As one of these four, UTC will lead the charge in their region for inspiring and training high-quality, passionate teacher leaders. With 17 rural districts in UTC’s immediate neighborhood, Pratt is excited for how collaborating with RSC and other anchor institutions in the Appalachian Region, such at Morehead State University in Kentucky, will enhance this work: “Being a rural teacher hub makes sense with this new GYO teacher apprenticeship work in terms doing outreach and offering resources [to rural districts].”
One of the guiding principles for any GYO program is equity in building pathways for local talent and perspectives to join the teaching profession. In this way, the work of UTC’s efforts will wed perfectly with RSC’s Rural Teacher Corps model–which seeks to intentionally recruit, train, and sustain empower rural educators with locally-relevant and necessary methods. “The teacher shortage is a big issue,” Pratt explains, “we have to make sure that current and future teachers are ready to meet the needs schools are facing right now, and the biggest thing is making sure people are exposed to those needs and are ready to go out and help.”

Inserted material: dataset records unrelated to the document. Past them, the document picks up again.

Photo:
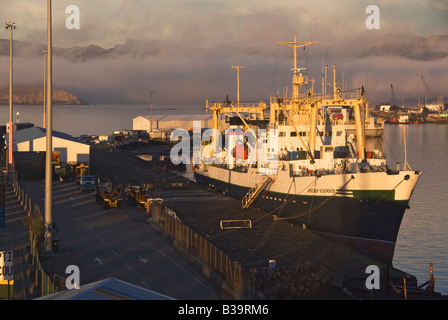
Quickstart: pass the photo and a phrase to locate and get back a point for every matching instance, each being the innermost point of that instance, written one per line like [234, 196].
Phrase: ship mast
[298, 80]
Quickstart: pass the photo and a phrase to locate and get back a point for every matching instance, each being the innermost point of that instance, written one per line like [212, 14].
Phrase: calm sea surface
[423, 237]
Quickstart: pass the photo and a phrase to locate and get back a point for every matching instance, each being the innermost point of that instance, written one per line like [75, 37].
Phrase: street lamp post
[11, 26]
[49, 146]
[150, 113]
[45, 88]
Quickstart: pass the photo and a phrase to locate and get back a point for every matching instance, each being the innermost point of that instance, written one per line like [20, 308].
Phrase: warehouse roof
[179, 117]
[36, 133]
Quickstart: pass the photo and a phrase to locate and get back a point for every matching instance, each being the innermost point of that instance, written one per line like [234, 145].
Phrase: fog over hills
[190, 74]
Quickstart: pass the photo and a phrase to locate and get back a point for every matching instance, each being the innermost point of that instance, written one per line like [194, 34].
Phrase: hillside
[34, 95]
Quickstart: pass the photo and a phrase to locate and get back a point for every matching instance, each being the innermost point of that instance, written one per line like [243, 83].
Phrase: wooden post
[404, 289]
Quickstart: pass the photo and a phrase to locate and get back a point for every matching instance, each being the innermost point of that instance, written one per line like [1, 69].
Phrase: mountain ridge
[34, 95]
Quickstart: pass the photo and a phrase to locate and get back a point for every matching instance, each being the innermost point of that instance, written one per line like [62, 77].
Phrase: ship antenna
[296, 81]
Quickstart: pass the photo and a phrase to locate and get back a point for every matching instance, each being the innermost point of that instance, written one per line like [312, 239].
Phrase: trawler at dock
[313, 169]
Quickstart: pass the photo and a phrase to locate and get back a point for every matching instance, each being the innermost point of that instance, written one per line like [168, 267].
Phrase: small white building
[170, 122]
[435, 107]
[34, 139]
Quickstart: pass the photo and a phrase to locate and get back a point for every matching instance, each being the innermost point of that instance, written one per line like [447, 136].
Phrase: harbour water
[424, 232]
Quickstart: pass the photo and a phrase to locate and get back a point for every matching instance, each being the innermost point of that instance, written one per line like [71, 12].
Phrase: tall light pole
[11, 26]
[238, 67]
[150, 113]
[49, 146]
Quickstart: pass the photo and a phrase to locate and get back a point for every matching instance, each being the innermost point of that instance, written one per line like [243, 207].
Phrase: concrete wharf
[267, 240]
[91, 232]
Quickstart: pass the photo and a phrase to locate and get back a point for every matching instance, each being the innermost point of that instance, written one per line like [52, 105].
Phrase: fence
[237, 283]
[41, 283]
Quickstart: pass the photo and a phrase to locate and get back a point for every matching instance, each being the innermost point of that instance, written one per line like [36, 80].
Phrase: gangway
[253, 193]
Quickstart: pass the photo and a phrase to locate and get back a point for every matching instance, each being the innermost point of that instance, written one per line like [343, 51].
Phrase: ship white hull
[360, 209]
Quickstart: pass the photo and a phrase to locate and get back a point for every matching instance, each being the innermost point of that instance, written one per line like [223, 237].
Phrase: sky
[199, 40]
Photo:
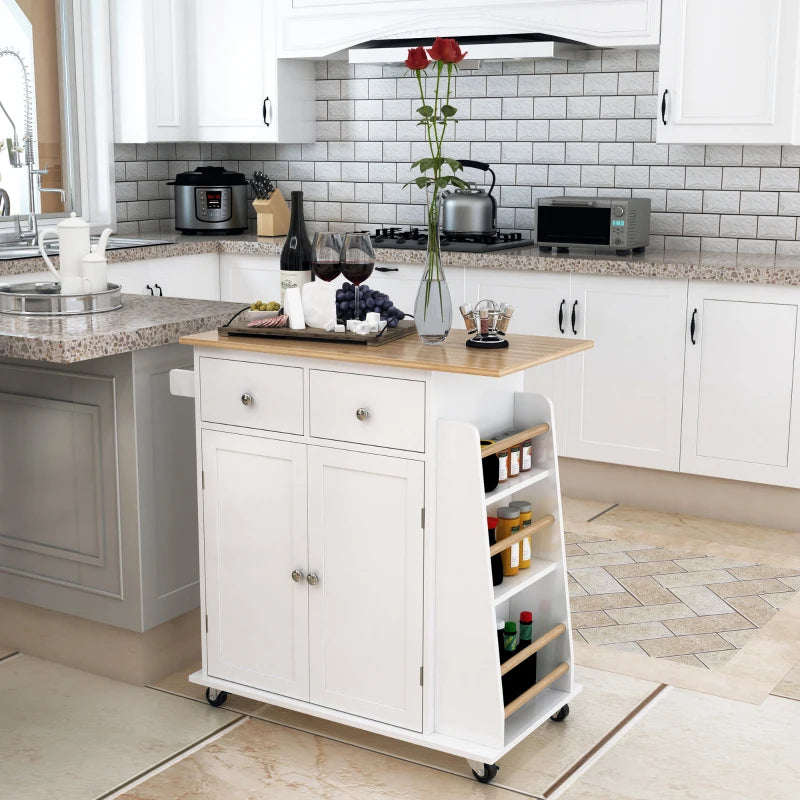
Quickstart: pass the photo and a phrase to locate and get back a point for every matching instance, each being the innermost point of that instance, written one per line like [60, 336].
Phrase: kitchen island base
[345, 557]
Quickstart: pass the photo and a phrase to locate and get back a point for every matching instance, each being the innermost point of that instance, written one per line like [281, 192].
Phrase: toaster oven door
[565, 225]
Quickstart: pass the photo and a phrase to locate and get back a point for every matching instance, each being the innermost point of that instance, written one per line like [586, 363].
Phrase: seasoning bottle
[497, 561]
[508, 525]
[525, 518]
[514, 462]
[526, 456]
[503, 458]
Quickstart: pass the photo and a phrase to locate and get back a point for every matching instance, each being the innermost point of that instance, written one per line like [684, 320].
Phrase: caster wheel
[215, 697]
[489, 773]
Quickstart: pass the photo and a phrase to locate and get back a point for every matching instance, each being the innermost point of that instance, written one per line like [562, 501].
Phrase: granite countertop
[677, 264]
[142, 322]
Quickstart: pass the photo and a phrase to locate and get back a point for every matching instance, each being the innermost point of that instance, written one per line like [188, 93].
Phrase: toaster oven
[621, 224]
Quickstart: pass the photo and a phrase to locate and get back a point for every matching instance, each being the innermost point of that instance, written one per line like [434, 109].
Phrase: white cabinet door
[254, 521]
[242, 92]
[741, 399]
[625, 395]
[728, 71]
[365, 542]
[247, 278]
[542, 305]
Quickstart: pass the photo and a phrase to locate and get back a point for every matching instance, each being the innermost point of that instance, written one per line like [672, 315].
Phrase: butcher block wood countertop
[409, 353]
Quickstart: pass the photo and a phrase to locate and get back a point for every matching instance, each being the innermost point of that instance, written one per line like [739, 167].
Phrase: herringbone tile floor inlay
[686, 607]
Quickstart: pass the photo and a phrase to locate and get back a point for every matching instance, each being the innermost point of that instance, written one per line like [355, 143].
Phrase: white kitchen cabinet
[365, 540]
[255, 551]
[314, 28]
[742, 398]
[625, 395]
[728, 72]
[206, 71]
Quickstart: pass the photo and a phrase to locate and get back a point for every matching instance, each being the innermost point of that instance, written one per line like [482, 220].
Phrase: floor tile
[659, 613]
[699, 747]
[684, 645]
[625, 633]
[77, 735]
[714, 623]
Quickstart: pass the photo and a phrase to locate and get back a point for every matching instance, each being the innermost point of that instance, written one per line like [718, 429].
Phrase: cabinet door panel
[365, 614]
[255, 536]
[735, 86]
[625, 395]
[740, 404]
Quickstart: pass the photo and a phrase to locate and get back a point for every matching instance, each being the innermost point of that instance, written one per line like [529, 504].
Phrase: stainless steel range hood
[479, 48]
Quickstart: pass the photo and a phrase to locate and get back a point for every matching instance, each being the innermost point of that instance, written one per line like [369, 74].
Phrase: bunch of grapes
[368, 300]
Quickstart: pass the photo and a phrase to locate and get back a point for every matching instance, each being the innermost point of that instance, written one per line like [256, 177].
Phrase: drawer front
[251, 395]
[385, 412]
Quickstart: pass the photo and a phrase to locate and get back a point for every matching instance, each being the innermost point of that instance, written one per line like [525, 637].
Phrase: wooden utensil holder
[272, 215]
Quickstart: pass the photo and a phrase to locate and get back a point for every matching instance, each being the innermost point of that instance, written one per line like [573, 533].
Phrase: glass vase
[433, 308]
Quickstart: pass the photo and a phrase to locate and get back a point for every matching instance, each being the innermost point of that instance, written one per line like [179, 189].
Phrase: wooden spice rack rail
[533, 528]
[516, 438]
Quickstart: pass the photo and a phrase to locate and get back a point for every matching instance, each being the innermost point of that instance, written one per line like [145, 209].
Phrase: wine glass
[326, 255]
[358, 261]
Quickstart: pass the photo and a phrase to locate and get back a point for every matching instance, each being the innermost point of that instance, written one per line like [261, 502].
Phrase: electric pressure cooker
[210, 200]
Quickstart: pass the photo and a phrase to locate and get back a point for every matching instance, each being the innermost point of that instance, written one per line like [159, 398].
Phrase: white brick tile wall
[586, 126]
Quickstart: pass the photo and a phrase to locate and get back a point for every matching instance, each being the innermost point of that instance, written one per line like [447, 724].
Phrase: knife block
[272, 215]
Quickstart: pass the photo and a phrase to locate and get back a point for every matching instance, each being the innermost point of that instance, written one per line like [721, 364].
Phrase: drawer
[386, 412]
[251, 395]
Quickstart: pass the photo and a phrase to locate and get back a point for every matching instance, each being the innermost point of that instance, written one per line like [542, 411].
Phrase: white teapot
[73, 244]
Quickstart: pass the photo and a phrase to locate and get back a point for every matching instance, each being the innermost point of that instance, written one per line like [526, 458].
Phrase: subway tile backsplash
[581, 127]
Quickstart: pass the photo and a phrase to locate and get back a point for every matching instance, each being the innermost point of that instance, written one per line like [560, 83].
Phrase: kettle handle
[466, 162]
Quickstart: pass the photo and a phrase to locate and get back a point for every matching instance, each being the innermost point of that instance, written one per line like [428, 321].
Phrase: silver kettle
[472, 211]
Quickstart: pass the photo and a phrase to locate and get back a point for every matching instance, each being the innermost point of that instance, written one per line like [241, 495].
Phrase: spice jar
[526, 518]
[514, 462]
[507, 525]
[526, 456]
[503, 458]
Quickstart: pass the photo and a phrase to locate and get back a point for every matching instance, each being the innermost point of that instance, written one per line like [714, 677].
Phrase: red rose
[446, 50]
[417, 58]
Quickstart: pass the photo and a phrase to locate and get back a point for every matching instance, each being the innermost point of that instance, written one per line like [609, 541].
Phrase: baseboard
[137, 658]
[678, 493]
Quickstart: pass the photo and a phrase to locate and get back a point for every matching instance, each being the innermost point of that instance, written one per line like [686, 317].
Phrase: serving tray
[403, 329]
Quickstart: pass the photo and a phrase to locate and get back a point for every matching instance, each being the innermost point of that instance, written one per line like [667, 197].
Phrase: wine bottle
[296, 253]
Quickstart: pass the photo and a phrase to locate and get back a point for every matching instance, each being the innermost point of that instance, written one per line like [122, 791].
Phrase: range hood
[479, 48]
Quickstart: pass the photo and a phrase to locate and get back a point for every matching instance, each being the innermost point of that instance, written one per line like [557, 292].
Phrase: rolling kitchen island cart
[345, 557]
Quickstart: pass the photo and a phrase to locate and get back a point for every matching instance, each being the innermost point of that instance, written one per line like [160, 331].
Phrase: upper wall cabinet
[314, 28]
[728, 72]
[204, 71]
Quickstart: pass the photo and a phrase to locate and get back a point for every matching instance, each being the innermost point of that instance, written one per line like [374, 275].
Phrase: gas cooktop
[417, 239]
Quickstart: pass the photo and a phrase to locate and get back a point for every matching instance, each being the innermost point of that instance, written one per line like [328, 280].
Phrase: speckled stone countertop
[142, 322]
[678, 264]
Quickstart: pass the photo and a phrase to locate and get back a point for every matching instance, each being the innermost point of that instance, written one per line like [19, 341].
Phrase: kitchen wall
[548, 128]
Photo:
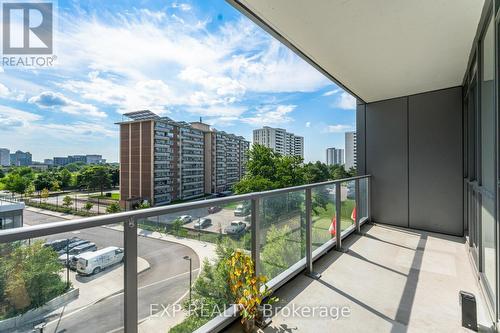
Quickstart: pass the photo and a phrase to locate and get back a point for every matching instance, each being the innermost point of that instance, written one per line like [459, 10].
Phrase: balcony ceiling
[377, 49]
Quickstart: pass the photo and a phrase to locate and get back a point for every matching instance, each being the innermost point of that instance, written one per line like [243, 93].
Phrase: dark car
[236, 228]
[202, 223]
[214, 209]
[60, 244]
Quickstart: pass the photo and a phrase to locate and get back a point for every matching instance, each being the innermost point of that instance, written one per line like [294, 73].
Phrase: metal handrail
[46, 229]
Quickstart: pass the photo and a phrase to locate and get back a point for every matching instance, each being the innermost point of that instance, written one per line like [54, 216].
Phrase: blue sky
[184, 60]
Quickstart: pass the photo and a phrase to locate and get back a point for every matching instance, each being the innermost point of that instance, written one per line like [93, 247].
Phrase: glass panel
[487, 111]
[363, 198]
[348, 205]
[323, 214]
[487, 137]
[84, 296]
[175, 246]
[282, 232]
[488, 240]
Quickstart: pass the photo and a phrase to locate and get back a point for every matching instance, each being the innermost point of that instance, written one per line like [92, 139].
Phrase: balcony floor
[393, 280]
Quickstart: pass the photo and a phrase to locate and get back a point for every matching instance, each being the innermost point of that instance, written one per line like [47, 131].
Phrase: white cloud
[270, 115]
[346, 102]
[4, 91]
[338, 128]
[332, 92]
[55, 100]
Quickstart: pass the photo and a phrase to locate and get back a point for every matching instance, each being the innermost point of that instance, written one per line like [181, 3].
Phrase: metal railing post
[369, 199]
[309, 260]
[338, 218]
[130, 276]
[255, 227]
[357, 206]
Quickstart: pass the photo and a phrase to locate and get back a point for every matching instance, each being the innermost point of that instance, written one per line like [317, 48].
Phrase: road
[164, 283]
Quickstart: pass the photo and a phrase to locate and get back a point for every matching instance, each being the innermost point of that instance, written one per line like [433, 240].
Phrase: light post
[190, 276]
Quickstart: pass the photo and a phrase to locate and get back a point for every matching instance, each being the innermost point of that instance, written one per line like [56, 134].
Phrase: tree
[113, 208]
[67, 201]
[88, 206]
[316, 172]
[64, 178]
[250, 184]
[95, 177]
[45, 193]
[280, 251]
[17, 183]
[338, 172]
[115, 176]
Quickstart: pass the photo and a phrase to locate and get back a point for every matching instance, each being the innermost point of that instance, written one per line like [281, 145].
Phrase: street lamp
[190, 275]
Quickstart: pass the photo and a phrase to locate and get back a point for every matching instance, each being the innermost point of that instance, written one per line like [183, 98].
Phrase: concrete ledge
[34, 314]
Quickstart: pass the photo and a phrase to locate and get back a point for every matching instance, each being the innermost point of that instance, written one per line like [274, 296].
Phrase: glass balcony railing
[166, 252]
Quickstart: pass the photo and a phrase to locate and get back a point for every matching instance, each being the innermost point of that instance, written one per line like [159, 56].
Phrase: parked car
[186, 218]
[67, 259]
[59, 244]
[202, 223]
[72, 245]
[241, 210]
[236, 228]
[94, 262]
[214, 209]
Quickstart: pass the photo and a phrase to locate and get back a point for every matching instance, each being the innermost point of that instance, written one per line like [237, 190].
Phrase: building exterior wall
[280, 141]
[334, 156]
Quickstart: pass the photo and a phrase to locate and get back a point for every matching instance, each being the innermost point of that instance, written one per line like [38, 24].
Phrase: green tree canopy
[95, 177]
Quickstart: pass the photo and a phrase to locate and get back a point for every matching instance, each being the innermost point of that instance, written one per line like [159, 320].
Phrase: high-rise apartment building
[280, 141]
[4, 157]
[20, 158]
[334, 156]
[350, 150]
[162, 160]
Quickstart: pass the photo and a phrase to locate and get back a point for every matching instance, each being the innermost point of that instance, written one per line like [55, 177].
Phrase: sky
[184, 60]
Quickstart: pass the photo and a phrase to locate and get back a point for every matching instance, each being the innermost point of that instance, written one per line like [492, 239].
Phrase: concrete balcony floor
[391, 279]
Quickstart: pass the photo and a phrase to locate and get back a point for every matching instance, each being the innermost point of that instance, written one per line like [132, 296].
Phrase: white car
[186, 218]
[94, 262]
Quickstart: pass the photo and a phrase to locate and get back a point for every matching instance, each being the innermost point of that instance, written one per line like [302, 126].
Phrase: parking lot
[164, 282]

Thrilled at the prospect of expanding RSC’s involvement in Appalachia while also supporting shared work in the teacher preparation space, RSC Executive Director, Taylor McCabe-Juhnke commented on the partnership: “We're so excited to welcome UTC to the Regional Hub Network. They are leading the way on rural education innovation initiatives like the apprenticeship pathways and finding innovative ways to diversify the future teaching workforce.”
“We’re not standalone. We’re here for the collaboration to help rural Appalachia.”
An essential part of building an effective teacher pathway is not only authentic outreach and engagement, but also genuine storytelling and reporting from rural educators themselves. In this too, UTC is well positioned to develop a robust program by building on the ongoing success of the NREA and RSC’s shared I Am A Rural Teacher project, which specifically seeks to elevate the voices of rural educators nationwide. This is nothing new for UTC, Pratt explains, “As our country has changed, we need to change as an institution to be able to meet the needs of rural districts. We’ve always been out in those districts so I think this outreach, and what we can do for rural schools, is a natural fit for us because of where we are and what we've been doing historically.”
Another piece cementing UTC’s growing role in the national rural education landscape will come through the NREA’s annual National Forum to Advance Rural Education (NFARE), which is hosted in Chattanooga this year on November 15th, 16th, and 17th. NFARE is the premier convening of rural education scholars, administrators, advocates, and practitioners, drawing 787 attendees from 48 states last year. With experts and allies from across the rural landscape converging in UTC’s backyard later this year, the opportunity is ripe to showcase the collaborative and innovative spirit with which Pratt and his team at the School of Education are charging forward in the region.
Through this new partnership, the UTC School of Education will be joining Morehead State University (MSU) in Morehead KY to lead RSC’s larger Appalachian Partnership Region, which encompasses Virginia and North Carolina in addition to Tennessee and Kentucky. This partnership will strengthen ongoing work in the region and serve as a platform to further advance the knowledge and innovations transforming rural education across rural Appalachia. Pratt is looking forward to working more closely with MSU in a more official capacity through RSC’s Regional Hub Network: “We’re not standalone. We’re here for the collaboration to help rural Appalachia. We’re just one part of the whole: there’s MSU in Kentucky, but there’s also Virginia Tech and institutions in the other Appalachian states that we can work with further; and we have already worked with them.” With rural innovation, practical action, and purposeful collaboration at the forefront, Pratt and UTC are eager to join MSU and RSC in our collective effort to support rural teachers and elevate the education profession.